There is a known performance problem with serializing a std::vector over MPI. Basically, this prevents you from ever reaching the performance of C.
The problem is on the receive side. When you receive a vector, if you don't know the size,
the receive side has to:
- get the number of elements of the vector
- resize the vector (which initializes elements)
- receive the elements in the vector data (reinitialize the elements)
The C version of the idiom:
- gets the number of elements
- reserves (as opposed to resize) the memory for the elements
- receive the element in the vector (initialize elements once).

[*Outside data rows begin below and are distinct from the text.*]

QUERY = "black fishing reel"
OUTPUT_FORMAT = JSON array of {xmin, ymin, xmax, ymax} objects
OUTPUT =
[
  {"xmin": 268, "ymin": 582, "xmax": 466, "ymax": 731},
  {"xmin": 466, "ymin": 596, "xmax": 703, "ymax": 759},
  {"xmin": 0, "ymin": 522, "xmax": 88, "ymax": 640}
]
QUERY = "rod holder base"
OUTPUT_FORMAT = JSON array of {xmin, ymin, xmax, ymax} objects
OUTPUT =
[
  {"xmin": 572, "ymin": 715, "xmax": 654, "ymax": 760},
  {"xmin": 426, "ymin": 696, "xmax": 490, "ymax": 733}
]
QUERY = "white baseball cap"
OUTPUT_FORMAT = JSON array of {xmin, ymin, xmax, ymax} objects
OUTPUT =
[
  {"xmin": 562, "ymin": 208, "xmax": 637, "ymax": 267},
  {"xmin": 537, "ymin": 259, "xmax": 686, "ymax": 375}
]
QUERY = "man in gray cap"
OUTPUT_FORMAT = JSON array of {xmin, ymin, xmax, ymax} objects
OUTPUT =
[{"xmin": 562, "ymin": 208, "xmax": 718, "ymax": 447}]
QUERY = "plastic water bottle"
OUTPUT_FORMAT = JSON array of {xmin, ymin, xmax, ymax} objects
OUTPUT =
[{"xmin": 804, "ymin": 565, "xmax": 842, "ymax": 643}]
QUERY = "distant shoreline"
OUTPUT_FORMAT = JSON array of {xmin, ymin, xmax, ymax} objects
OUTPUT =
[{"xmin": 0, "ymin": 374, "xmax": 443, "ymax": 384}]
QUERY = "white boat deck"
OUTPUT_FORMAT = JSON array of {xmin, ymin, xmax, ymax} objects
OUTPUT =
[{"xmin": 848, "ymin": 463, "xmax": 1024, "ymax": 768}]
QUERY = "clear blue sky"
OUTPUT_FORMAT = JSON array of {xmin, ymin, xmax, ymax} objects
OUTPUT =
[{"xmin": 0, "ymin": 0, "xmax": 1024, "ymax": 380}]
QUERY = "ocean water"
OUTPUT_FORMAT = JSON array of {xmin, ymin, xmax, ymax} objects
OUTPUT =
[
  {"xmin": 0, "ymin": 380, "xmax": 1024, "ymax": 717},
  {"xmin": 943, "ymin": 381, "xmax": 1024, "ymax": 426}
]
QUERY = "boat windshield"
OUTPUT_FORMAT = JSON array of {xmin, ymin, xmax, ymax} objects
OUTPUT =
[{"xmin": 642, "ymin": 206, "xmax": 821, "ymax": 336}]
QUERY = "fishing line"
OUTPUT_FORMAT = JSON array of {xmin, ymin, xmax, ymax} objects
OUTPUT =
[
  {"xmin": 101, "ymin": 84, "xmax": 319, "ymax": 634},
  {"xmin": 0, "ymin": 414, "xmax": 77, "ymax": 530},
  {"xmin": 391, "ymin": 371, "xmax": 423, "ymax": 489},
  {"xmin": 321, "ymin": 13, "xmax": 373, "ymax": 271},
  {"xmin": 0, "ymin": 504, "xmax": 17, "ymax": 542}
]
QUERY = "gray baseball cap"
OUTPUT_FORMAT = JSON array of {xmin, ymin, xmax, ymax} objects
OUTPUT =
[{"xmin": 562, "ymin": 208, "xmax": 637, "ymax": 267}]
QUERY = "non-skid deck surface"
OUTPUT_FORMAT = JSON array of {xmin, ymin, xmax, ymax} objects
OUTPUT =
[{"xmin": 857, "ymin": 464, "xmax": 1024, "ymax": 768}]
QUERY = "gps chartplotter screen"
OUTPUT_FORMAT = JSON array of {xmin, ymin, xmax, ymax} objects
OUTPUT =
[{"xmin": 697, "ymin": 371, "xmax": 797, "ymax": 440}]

This might make a small or a large performance difference, profile! However, if you
decide to use std::vector as API, you basically cannot change this later, since
even if you where to use the C idiom, at some point you have to copy
into a std::vector.
A more C++ "alternative" to the C idiom that offers the same performance would be
to use a std::unique_ptr<T[]> + a size.
If you can have a custom vector type, consider adding an
"unsafe_change_size(std::size_t new_size)" where
"assert(new_size < capacity)" member function and a custom allocator that doesn't
default construct elements. Rust Vec<T> type has it (unsafe get_mut_len), and it
proves useful into providing a zero const abstraction around a C array that also
is dynamically resizable.
Would I do it if I need a std::vector as abstraction?
No, I would live with the choice and never try to get as fast as C. Reserve memory
in your receive buffers at the beginning of the program and keep them around (reuse
them) to prevent memory allocation during send/receive operations.